One is a novel by Richard Bach, best known for his fable for adults, Jonathan Livingstone Seagull, in which the author proved to the gullible that, with determination and practice, anyone could be anything.
In One, adroitly subtitled “a novel” to keep people from thinking it is nonfiction, Bach fictionalizes his philosophical position that everything is an illusion.
One opens with the real Bach and his real wife, Leslie, flying to the real city of Los Angeles.
On the way to LA, the landscape below disappears. The couple drop into another dimension in which time is timeless and choices are limitless.
The couple take off and land to meet the selves they would be if they had lived in other times and other places and made other choices: They might never have met!
Bach and his wife come across as having the personalities of Popsicle sticks.
Bach’s philosophical discussion is on a par with his characterization skills. It doesn’t take an Einstein to know that living in a different century in a different place you’d have different choices, or that making different decisions results in different outcomes.
The Bachs divorced in 1997, which just goes to show the value of having alternative realities.
The Eyes of the Dragon is a once-upon-a-time fantasy written by Stephen King for his daughter, who didn’t want to read his horror stories.
Old, and never-smart King Roland favored his older son, Peter, over the younger, Thomas. Peter is handsomer and smarter than Tom and he’s had the advantage of being instructed by their mother, who died when Tom was born.
Roland’s magician, Flagg, takes advantage of Roland’s infirmities and Thomas’s jealousies.

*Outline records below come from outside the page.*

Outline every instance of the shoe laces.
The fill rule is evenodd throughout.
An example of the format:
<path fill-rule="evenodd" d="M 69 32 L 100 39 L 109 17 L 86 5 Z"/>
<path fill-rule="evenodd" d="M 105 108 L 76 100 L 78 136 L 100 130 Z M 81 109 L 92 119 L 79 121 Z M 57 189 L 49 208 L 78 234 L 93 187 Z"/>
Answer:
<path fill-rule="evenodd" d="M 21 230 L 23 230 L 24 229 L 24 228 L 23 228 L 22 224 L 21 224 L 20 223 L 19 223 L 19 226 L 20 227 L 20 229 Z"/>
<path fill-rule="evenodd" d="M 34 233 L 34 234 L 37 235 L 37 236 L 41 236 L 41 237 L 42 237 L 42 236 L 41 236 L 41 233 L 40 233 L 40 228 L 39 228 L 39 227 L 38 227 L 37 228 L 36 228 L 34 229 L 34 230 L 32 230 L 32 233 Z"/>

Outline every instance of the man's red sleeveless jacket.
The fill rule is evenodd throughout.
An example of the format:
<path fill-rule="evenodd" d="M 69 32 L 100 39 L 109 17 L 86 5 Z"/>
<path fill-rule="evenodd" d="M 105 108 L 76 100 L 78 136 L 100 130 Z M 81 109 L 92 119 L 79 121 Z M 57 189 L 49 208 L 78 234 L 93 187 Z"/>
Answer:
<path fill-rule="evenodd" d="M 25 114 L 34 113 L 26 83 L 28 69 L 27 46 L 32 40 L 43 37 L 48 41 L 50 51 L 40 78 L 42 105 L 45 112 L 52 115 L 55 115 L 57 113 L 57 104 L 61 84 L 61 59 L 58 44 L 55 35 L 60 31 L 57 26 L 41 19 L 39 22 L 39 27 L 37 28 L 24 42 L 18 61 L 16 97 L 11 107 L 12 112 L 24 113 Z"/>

When Roland dies under suspicious circumstances, blame falls on Peter.
He’s confined to the tower for life.
Flagg is not only an expert on killing with poisons. He’s also a master of killing peasants with excessive taxation. That and a dog are what cause Flagg’s not-a-moment-too-soon downfall.
Eyes of the Dragon will appeal to young adult readers (and older ones) who, like Naomi King, don’t care for Stephen King’s horror stories.
Eyes has time-honored features of fantasy fiction—a handsome prince, a loyal sidekick, an evil wizard, and a tall tower from which no prisoner can possibly escape.
It also has David Palladini’s charming art work to give the story a feel of antiquity.
Eyesdoesn’t have a princess for Peter, but even in fantasy, you can’t have everything.